A 38-year-old woman comes to the office due to chest pain. She describes the pain as sharp, localized to an area just left of the sternum, and nonradiating. The pain is constant but worsens somewhat with inspiration and movement. She first noticed the pain while exercising 3 weeks ago, but has experienced it at rest as well. The patient has no fevers, chills, dyspnea, swelling, or difficulty breathing at night. Her medical history is significant for 2 normal vaginal deliveries. Her father had a myocardial infarction at age 60. She does not use tobacco, alcohol, or illicit drugs. On physical examination, blood pressure is 112/69 mm Hg and pulse is 72/min. BMI is 34 kg/m2. There is tenderness to palpation over the sternum. Cardiac auscultation reveals a normal S1 and S2 without extra sounds or murmurs. ECG and chest x-ray are normal. Which of the following is the most appropriate next step in management of this patient?
This patient most likely has musculoskeletal chest pain; costochondritis is the most common cause and presents with tenderness of >1 anterior chondral joints (costochondral or sternochondral joints). The condition is often caused by joint aggravation during physical activity (eg, exercise, lifting).
Patients with costochondritis typically have localized pain of the anterior chest that worsens with movement, deep inspiration, or coughing. Physical examination reveals localized tenderness to palpation on the affected portion of chest wall with no appreciable swelling. The course is typically benign and self-limiting with resolution in a matter of weeks; however, in some cases the discomfort may persist for up to a year. Initial management involves reassurance along with topical or systemic analgesics (eg, acetaminophen, nonsteroidal anti-inflammatory drugs).
(Choice A) CT scan of the chest is indicated in patients with suspected pulmonary embolism or aortic dissection. Tachycardia would be expected, and tenderness to palpation over the sternum is not typical.
(Choice B) An elevated erythrocyte sedimentation rate is nonspecific; however, it may suggest a rheumatologic etiology of chest pain (eg, pleuritis due to systemic lupus erythematosus). The absence of other evidence of rheumatologic disease (eg, joint pains, rash) makes such a diagnosis unlikely.
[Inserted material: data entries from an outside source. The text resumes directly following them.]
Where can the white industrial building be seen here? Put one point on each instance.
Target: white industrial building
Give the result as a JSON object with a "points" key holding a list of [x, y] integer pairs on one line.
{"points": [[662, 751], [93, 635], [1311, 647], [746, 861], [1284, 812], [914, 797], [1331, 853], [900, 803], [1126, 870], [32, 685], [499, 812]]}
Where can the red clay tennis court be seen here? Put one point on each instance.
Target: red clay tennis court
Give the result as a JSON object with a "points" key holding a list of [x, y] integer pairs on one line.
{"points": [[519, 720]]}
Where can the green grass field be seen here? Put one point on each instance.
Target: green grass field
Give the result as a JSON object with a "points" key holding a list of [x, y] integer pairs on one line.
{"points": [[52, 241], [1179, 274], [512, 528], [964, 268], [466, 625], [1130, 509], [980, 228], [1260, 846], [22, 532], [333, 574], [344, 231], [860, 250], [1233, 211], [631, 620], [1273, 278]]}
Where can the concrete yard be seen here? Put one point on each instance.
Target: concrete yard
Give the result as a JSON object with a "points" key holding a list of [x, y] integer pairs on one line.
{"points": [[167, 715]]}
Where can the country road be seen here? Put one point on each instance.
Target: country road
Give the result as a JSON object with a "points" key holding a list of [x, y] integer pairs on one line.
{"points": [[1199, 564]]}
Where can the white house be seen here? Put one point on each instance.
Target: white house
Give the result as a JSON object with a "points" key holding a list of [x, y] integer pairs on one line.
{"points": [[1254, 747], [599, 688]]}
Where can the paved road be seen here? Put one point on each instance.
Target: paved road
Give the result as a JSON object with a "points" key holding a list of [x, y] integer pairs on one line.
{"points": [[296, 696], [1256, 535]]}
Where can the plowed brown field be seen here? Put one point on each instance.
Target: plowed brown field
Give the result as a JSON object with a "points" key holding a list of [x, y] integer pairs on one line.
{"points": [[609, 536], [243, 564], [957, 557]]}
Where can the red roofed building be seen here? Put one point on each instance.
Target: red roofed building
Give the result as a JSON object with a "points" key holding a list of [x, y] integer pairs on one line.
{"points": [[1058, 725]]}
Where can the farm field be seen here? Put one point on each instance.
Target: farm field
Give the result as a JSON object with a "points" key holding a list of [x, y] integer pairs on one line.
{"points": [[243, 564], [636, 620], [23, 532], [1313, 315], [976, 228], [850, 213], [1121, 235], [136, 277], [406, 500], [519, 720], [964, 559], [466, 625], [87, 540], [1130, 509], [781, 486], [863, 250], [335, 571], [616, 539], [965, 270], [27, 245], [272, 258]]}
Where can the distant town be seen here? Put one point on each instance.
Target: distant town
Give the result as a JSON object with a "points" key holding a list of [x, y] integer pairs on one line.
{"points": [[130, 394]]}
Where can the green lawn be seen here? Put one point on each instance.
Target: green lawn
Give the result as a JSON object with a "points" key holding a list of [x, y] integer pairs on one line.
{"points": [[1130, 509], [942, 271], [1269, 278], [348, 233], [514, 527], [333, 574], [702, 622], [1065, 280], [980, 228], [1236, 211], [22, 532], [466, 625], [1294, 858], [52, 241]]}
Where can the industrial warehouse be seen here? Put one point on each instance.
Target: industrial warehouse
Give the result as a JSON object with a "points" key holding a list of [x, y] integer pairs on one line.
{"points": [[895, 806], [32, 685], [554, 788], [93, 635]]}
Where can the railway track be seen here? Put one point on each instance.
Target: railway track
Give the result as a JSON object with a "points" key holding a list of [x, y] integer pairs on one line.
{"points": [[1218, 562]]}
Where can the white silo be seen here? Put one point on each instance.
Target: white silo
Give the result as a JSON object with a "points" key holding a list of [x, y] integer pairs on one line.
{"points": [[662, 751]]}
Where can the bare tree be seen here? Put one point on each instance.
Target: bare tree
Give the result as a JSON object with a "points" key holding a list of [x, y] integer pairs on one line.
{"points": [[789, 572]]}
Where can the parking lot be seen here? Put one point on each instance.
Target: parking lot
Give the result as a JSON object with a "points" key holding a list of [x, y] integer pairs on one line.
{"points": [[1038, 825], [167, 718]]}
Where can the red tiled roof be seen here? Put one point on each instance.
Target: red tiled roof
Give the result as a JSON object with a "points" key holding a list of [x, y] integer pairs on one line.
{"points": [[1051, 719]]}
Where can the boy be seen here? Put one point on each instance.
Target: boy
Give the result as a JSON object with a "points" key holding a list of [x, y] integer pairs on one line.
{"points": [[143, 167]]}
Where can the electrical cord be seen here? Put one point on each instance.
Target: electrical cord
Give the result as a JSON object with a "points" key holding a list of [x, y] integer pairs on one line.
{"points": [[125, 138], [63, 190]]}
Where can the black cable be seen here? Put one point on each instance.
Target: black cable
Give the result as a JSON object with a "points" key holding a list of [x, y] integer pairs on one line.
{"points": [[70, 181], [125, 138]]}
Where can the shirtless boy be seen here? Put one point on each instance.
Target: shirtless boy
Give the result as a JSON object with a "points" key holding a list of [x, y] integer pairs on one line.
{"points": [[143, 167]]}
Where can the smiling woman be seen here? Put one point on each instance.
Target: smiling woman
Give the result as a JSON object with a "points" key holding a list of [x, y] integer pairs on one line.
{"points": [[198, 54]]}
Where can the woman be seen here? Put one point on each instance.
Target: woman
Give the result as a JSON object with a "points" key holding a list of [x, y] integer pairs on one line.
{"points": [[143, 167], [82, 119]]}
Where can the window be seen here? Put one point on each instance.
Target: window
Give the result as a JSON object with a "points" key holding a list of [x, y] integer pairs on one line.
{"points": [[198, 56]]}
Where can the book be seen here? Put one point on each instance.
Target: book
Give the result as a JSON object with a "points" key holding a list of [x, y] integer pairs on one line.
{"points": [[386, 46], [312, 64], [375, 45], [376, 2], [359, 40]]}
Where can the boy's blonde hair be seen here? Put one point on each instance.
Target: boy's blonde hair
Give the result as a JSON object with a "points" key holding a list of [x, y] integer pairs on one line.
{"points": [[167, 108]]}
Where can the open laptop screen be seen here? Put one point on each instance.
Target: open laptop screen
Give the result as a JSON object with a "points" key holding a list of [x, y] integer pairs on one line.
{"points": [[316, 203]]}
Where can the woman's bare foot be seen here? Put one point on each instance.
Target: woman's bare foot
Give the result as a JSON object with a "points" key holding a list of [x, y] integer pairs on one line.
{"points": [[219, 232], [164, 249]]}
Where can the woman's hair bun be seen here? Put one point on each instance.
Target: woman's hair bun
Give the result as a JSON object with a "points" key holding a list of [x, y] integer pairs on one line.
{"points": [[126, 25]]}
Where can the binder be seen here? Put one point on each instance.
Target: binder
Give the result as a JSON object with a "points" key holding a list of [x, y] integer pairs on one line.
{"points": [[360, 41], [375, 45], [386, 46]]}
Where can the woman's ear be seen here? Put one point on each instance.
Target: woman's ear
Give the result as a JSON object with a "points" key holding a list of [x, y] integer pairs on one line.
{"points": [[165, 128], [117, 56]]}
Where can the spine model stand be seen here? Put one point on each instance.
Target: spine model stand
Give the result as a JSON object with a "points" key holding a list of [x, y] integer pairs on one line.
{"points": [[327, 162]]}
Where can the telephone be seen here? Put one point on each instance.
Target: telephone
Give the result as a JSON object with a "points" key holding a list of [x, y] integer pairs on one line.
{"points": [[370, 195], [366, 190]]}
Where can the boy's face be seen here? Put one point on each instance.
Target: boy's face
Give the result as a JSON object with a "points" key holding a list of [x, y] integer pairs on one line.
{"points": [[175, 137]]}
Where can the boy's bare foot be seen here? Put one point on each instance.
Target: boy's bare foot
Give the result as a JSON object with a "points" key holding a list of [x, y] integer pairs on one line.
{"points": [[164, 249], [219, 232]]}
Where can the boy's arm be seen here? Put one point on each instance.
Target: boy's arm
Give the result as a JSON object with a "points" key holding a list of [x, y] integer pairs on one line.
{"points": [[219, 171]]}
(Choice C) Esophageal pH testing is occasionally used to confirm gastroesophageal reflux disease in patients with persistent symptoms and normal endoscopic findings. Patients typically have intermittent burning chest pain after meals or at night; worsening of the pain with movement or inspiration is not typical.
(Choices D and F) Troponin levels are obtained in patients with suspected acute coronary syndrome (ACS), and treadmill stress test is indicated in patients with symptoms suggestive of stable angina (eg, exertional chest pain relieved with rest). Chest pain that worsens with movement and is reproducible on palpation is not consistent with myocardial ischemia. In addition, significant coronary artery disease would be unusual in this young woman.
(Choice E) Transthoracic echocardiogram is used to assess for pericardial effusion in patients with acute pericarditis. Patients typically have chest pain that worsens with movement (eg, lying down, respiration); however, tenderness to palpation on the chest wall is not typical.
Educational objective:
Costochondritis presents with tenderness of >1 costochondral or sternochondral joints and is the most common cause of musculoskeletal chest pain. Patients typically have sharp, localized chest pain that is reproducible with palpation. Treatment involves reassurance and symptomatic pain management.